Figure 6. H2S shifts oxidative/glycolytic balance concomitant with inhibition of mitochondrial OXPHOS

(A) Basal oxygen consumption rate (OCR) in WT and CGLKO primary mouse EC; n=10 technical replicates from EC pooled from 6 mice/genotype; Student’s T test. (B) OCR (left) and extracellular acidification rate (ECAR, right) in HUVEC pretreated for 2hr with 100μM NaHS followed by oligomycin (oligo, 2.5μM) injection at the indicated time; representative experiment with n=10 technical replicates/treatment. (C) Mitochondrial complex activity in permeabilized HUVEC pretreated for 1hr with NaHS or 10μM KCN ; representative experiment with n=6 technical replicates; 1-way ANOVA with Sidak’s MCT within complex activity group. (D, E) Immunoblots of ACC (pSer79, total) and AMPK (Thr172, total) in HUVEC treated with NaHS (D) or KCN (E) for the indicated time. (F) ECAR in HUVEC pretreated for 1hr with NaHS +/−10μM Compound C (Comp C, an AMPK inhibitor) as indicated; n=10 technical replicates from EC pooled from 6 mice/genotype; 1-way ANOVA with Sidak’s MCT between NaHS treatment within Comp C treatment group. (G) Relative glucose uptake in HUVEC pretreated with the indicated agent for 1–3hr; n=2–8 experiments/group; error bars indicate SEM; 1-way ANOVA with Dunnett’s MCT. (H) ECAR in HUVEC pretreated for 2hr with KCN, 2μM oligo or phenformin (Phen, 500μM) expressed as a percent of control over time after addition of 10mM glucose; n=12–19 technical replicates; 1-way ANOVA with Dunnett’s multiple comparison test. (I) Migration across scratch expressed as fold change relative to control in HUVEC treated with oligomycin (2μM), phenformin or KCN +/−2DG (1mM) as indicated; n=5–12 AUC values/group each from cells at different passages; 1-way ANOVA with Sidak’s MCT vs. control without 2DG treatment.
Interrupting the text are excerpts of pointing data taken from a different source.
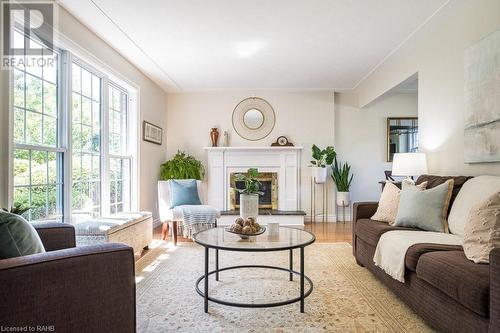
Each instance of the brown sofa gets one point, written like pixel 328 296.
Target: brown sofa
pixel 68 288
pixel 451 293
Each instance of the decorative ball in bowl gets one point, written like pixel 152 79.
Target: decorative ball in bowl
pixel 246 227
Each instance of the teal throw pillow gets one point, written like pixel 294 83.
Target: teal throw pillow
pixel 17 237
pixel 424 210
pixel 184 192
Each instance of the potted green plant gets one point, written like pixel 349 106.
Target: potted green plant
pixel 249 196
pixel 321 159
pixel 342 177
pixel 182 166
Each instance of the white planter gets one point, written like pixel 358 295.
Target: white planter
pixel 319 174
pixel 249 205
pixel 343 199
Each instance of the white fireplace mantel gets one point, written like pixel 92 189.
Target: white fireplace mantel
pixel 285 161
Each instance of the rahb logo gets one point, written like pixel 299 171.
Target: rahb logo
pixel 27 31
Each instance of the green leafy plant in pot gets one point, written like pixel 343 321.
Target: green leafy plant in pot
pixel 249 195
pixel 342 177
pixel 321 159
pixel 182 166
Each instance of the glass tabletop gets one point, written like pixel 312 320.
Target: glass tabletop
pixel 287 238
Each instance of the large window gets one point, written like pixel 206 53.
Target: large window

Error bars indicate SD unless otherwise noted; *P<0.05, **P<0.01, ***P<0.001. See also Fig. S6.

Figure 7. Model for regulation of angiogenesis by AA restriction

GCN2/ATF4 pathway activation in EC by AA restriction induces VEGF expression as well as CGL-mediated H2S production with effects on glucose uptake and utilization via glycolysis and PPP required for EC migration and proliferation.